Situada como la cuarta causa de muerte en Chile, los últimos cálculos efectuados por la Corporación Profesional Alzheimer y otras demencias (COPRAD), indican que unas 200.000 personas la padecen, cifra que se triplicará al año 2050. Factor causante de este fenómeno, es el progresivo aumento en el porcentaje de personas de la tercera edad.

El Dr. Sergio Quintanilla, Jefe del Servicio de Neurología del Hospital Militar de Santiago, nos indica que el alza experimentada será complicada revertirla en los próximos años. Eso sí, mantener estilos de vida sanos (alimentación, actividad física y mental, no fumar ni consumir alcohol en exceso) puede ayudar bastante en retrasar su aparición. Asimismo, el control y tratamiento de enfermedades como Hipertensión Arterial, Diabetes Mellitus, Dislipidemia y otras, es muy importante.

Respecto de las expectativas de vida y la cura para ella, el mismo profesional señala: “Una vez realizado el diagnóstico de EA, la sobrevida del paciente es bastante variable; oscila entre 3 y 20 años con un promedio de 8 a 9 años. Actualmente, no existe una cura para esta patología, no obstante, existen medicamentos que pueden ayudar a controlar o retrasar sus síntomas durante algún tiempo, especialmente en sus primeras etapas”.

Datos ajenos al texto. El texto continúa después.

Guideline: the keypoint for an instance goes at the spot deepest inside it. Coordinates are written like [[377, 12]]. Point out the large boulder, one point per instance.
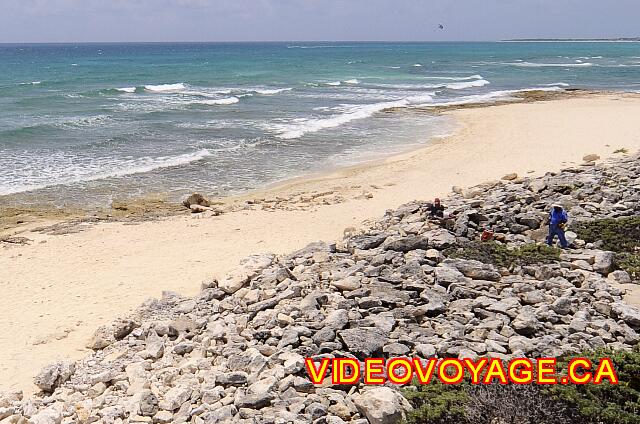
[[441, 239], [249, 268], [626, 313], [54, 375], [406, 244], [197, 200], [603, 262], [363, 342], [475, 270]]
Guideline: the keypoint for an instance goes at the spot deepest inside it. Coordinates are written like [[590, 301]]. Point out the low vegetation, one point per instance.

Habitualmente dependen del cuidado de terceros, siendo necesario que los cuidadores tengan una preparación adecuada para su buen desempeño, y no se estresen y enfermen por esta actividad. Según la COPRAD, el costo del Alzheimer para una familia asciende a unos 7 millones de pesos al año, agravado por el hecho que, muchas veces, los familiares se ven obligados a dejar de trabajar para cuidar a los enfermos, lo que reduce los ingresos del grupo familiar.